At 4 months old, he's in full teething mode and biting is really normal. Discourage him to bite, and make sure he has plenty of things to chew on to soothe his gums, they are probably aching pretty bad right now. A frozen washcloth helped a lot when mine was teething bad. And when he bit, I made a high pitched "OW!" sound and turned my back on him... he quickly learned that he bites mom, playtime is over. Also if he is biting, you can replace your hand (or whatever he's biting on you) with a toy.. over and over.. enough repetitions, he'll start to learn that its ok to bite his toy, but not you.


----------



## Sienna's Mom (Oct 23, 2007)

missmarstar said:


> At 4 months old, he's in full teething mode and biting is really normal. Discourage him to bite, and make sure he has plenty of things to chew on to soothe his gums, they are probably aching pretty bad right now. A frozen washcloth helped a lot when mine was teething bad. And when he bit, I made a high pitched "OW!" sound and turned my back on him... he quickly learned that he bites mom, playtime is over. Also if he is biting, you can replace your hand (or whatever he's biting on you) with a toy.. over and over.. enough repetitions, he'll start to learn that its ok to bite his toy, but not you.


My arms were really beat up when Sienna was a puppy. She still is very mouthy when she gets playful but MUCH MUCH better. Like Marlene suggests an OUCH and turning your back so playtime ends. Replacing your hands with a toy. We sprayed bitter apple, but it was hard because it inevitably came back to us if we forgot and rubbed our face. We do find that all we have to do now is show her the spray bottle though LOL.

One other thing we did was hold her snout shut firmly but not harshly and said NO BITE! If we did it enough, she got the picture after a bit.

My son is 9, but he was 7 when we got Sienna and many times she would nip at his clothes and run after him because he was active too. I will tell you they now curl up together and cuddle, with my son using her as a pillow. 

Show him that playtime ends when he won't stop biting. Unfortunately it takes A LOT of repitition!! Hugs, we all understand!!


----------



## avincent52 (Jul 23, 2008)

missmarstar said:


> . And when he bit, I made a high pitched "OW!" sound and turned my back on him... he quickly learned that he bites mom, playtime is over.


FWIW, we tried the "yelp like a puppy" idea with Tessie and it just plain didn't work. She thought I was just playing and tried to play/bite harder. 
Your mileage may vary.

What worked with Tessie was simply shoving a chewy toy in her mouth and praising her profusely. At four months, she's now grabbing the toys herself when she needs to chew, which seems to calm the biting impulse.

The other thing is bite inhibition. Take this opportunity to make sure your pup learns how to bite gently. He should understand that when he feels human skin in his mouth, it should be nothing but licking and gentle mouthing. 

Here's a link to an article by Ian Dunbar.

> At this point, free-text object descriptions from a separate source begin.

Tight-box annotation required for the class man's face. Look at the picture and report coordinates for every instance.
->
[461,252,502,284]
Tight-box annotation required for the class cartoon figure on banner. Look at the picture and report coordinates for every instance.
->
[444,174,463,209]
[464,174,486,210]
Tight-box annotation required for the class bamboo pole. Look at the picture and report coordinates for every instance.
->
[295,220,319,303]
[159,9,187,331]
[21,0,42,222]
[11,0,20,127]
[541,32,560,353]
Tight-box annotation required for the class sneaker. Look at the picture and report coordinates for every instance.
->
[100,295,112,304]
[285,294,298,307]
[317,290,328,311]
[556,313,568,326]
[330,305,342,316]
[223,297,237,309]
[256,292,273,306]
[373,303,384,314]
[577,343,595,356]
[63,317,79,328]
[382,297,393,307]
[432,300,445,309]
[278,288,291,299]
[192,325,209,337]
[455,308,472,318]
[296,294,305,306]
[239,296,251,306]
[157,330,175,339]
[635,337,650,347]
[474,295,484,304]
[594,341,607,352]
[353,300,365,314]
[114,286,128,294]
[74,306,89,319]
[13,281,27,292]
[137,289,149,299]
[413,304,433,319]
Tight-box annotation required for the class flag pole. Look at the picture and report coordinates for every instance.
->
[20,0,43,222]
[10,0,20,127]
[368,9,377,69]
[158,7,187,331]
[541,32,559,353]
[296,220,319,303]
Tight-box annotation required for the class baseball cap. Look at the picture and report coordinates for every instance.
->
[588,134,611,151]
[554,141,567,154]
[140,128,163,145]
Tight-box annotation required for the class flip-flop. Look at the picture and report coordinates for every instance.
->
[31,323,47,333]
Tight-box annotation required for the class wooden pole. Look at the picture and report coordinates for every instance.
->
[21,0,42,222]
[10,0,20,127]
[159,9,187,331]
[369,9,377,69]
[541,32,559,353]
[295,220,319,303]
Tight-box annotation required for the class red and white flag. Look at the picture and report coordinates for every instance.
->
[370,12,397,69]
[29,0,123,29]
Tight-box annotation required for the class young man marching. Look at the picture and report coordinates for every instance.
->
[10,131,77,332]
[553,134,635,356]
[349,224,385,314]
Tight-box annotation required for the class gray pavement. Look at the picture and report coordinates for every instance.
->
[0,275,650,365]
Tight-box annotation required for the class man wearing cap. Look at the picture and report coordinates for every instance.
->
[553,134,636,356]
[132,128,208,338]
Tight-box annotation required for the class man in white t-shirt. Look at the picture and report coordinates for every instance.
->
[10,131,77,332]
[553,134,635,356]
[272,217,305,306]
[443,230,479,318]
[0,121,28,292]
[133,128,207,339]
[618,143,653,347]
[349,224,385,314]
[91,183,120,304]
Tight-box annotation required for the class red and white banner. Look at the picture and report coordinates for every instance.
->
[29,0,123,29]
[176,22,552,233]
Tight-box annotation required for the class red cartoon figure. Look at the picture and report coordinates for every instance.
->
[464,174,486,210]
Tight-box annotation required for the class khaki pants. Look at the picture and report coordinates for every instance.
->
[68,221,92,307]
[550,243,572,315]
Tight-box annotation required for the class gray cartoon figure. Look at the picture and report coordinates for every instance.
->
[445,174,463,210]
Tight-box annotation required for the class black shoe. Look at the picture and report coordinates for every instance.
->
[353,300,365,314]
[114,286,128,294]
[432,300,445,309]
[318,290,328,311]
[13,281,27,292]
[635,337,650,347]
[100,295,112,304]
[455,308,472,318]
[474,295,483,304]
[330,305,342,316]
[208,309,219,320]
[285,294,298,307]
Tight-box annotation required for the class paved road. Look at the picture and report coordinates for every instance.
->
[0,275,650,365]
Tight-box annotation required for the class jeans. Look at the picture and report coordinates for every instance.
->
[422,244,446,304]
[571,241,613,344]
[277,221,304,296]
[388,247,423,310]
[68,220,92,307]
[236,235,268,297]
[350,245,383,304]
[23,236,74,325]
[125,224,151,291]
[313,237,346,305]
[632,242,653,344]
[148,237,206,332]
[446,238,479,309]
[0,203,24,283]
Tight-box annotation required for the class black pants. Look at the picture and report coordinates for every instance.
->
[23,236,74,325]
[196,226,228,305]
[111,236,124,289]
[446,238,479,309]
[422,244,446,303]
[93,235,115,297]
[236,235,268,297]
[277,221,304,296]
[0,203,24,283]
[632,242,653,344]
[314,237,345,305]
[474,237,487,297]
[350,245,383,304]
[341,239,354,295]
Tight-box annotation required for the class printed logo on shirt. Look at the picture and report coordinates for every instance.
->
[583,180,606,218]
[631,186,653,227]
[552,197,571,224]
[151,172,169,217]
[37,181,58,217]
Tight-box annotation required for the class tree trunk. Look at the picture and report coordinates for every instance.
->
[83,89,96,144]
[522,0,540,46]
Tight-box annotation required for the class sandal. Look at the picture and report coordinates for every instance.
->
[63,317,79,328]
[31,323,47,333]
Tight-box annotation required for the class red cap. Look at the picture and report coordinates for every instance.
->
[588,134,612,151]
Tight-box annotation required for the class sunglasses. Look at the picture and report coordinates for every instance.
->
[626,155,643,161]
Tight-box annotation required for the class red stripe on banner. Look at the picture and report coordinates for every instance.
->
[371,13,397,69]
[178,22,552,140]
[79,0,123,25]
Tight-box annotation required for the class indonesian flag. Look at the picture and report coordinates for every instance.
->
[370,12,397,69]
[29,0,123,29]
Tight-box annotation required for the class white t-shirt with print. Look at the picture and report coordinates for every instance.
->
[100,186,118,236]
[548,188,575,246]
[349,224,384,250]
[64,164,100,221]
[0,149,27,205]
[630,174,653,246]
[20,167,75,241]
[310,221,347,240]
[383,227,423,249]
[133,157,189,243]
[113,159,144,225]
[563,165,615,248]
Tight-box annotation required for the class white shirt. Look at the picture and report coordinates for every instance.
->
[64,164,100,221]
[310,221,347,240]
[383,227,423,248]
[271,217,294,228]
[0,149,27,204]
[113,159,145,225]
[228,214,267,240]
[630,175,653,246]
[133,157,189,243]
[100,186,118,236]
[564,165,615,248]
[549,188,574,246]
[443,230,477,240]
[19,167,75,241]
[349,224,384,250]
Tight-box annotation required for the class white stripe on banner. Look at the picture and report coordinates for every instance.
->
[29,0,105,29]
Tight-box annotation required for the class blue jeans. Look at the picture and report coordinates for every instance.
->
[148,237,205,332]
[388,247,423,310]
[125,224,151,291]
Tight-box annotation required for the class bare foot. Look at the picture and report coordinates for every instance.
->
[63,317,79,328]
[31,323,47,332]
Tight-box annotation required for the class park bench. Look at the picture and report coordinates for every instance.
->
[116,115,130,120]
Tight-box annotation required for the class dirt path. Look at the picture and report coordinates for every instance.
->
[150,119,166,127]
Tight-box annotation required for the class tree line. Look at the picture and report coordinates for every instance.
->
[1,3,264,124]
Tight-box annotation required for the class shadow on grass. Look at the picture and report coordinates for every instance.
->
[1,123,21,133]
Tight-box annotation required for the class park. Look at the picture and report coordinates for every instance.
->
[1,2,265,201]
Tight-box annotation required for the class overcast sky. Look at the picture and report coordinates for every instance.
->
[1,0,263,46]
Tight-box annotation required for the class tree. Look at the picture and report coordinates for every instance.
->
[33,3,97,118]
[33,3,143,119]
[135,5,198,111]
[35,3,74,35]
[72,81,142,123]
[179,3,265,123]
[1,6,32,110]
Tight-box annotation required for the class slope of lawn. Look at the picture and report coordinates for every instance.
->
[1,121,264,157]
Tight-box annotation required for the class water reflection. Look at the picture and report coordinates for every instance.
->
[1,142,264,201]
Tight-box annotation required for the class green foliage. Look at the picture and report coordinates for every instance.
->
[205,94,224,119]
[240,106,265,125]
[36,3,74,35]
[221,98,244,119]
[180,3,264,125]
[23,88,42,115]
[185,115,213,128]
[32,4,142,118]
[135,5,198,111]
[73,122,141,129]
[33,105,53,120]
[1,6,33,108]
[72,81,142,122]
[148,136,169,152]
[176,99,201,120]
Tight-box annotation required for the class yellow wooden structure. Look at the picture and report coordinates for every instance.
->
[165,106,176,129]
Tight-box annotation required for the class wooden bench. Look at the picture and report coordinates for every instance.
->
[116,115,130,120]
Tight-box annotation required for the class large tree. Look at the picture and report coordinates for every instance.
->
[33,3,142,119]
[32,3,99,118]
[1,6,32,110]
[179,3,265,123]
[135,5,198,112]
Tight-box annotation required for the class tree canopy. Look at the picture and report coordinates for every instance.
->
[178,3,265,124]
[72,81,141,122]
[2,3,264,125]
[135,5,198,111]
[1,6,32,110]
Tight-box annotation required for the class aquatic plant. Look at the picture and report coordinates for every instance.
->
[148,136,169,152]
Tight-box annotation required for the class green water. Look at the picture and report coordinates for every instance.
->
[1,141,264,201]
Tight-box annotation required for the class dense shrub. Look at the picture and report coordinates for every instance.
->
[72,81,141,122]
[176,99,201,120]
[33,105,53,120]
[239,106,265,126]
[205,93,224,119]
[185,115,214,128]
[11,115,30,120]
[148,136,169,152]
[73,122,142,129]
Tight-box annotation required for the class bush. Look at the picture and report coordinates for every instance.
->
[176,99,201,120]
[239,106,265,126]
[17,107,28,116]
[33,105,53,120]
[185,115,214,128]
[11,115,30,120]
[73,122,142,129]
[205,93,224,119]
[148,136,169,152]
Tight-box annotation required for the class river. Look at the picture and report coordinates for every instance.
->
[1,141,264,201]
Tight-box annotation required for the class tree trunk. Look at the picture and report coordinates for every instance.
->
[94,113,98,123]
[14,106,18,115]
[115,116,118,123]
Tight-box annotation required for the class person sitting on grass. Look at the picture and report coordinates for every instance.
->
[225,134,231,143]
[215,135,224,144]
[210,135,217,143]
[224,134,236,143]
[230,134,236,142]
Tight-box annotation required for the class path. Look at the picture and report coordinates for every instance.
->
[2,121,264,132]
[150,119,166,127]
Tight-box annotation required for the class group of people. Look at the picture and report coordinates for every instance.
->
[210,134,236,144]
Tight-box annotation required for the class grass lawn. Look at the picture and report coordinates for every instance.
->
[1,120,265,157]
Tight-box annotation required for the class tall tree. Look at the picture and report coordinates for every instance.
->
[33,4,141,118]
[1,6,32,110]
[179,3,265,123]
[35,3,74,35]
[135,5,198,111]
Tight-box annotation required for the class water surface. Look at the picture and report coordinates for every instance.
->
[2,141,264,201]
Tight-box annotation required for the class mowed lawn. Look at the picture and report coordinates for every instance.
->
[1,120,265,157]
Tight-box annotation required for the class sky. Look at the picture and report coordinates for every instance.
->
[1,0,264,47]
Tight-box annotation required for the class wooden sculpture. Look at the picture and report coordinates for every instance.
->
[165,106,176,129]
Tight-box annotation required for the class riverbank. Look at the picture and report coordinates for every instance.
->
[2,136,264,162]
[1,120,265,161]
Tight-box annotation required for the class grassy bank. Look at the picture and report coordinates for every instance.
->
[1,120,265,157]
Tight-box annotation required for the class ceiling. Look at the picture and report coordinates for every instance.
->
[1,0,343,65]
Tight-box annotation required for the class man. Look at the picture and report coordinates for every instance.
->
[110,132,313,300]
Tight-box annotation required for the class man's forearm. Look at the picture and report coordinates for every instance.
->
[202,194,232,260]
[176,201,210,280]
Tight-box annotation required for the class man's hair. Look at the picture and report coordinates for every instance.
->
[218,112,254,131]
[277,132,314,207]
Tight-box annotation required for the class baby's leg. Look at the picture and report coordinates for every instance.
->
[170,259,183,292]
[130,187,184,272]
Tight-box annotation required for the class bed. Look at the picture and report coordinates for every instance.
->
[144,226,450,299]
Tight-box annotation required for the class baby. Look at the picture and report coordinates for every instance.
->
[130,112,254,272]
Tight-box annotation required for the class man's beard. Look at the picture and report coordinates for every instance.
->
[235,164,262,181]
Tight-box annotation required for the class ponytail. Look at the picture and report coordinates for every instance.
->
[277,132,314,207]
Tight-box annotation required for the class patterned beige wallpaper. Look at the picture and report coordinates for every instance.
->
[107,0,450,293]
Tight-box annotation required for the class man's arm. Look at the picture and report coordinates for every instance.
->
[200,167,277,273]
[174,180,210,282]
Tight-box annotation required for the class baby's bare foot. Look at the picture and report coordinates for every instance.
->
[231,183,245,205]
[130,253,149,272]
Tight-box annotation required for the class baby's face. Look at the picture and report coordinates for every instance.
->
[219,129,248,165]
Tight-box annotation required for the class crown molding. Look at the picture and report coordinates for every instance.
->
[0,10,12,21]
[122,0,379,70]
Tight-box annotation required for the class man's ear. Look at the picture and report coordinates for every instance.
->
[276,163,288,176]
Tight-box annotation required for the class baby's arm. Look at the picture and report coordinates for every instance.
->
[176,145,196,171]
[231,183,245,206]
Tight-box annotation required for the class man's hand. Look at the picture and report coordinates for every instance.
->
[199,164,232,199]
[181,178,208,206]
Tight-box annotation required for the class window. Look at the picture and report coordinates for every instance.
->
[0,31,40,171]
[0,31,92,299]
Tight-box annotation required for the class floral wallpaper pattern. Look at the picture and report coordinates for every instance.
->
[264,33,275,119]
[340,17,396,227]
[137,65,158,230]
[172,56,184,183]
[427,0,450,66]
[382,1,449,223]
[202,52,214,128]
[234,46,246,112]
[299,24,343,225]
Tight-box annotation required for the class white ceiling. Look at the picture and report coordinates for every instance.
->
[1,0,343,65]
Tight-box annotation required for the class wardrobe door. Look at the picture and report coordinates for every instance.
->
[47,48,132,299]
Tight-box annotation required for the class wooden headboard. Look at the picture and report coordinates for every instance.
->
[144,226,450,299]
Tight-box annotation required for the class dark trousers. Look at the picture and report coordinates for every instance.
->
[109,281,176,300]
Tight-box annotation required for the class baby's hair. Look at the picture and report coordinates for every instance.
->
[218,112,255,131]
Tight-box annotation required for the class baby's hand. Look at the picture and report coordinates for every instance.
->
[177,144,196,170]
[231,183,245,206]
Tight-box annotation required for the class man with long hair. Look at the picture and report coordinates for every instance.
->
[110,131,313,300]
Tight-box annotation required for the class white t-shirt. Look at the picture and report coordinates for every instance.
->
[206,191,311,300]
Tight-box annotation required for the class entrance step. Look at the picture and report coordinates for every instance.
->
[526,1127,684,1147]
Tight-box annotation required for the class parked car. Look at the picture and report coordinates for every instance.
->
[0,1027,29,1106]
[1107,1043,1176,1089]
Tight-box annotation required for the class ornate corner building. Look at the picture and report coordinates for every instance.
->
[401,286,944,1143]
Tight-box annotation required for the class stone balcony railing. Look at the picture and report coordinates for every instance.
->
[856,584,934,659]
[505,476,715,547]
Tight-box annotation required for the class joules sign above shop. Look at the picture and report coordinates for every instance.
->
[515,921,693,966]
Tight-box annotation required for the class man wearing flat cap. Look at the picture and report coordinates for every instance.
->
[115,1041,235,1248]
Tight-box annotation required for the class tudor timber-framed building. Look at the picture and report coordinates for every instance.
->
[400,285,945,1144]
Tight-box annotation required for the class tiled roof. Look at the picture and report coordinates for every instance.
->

http://www.jersey.net/~mountaindog/berner1/bitestop.htm


----------



## lizamartin (Feb 3, 2010)

Wow, so happy that I found this forum! I've been very concerned over the play biting that my 11 month old Soda is still doing. Good to know that others have experienced the same behavior with their goldens. It is getting better now --- our reinforcement of NO BITE is slowly taking hold.
The jumping up when anyone comes to our house is another thing ---- is this also a common problem???


----------



## momtoMax (Apr 21, 2009)

Another note, think of the crate as time out. Your puppy should not feel like it's a punishment. Meaning, you shouldn't be yelling bad dog!!! and shoving him into the crate. Just a simple no bite! put him into his crate for 5 minutes. It's super important that your dog sees his crate as a good place, not a bad place.


----------



## Tanyac (Jun 18, 2008)

I have found that staying calm whenever I am with the puppy is always the best way to be. Raised voices excite the puppy - if you are quiet around the pup, speak quietly, give instruction when training quietly, you will find he/she will pay attention on the occasion when you need to raise your voice.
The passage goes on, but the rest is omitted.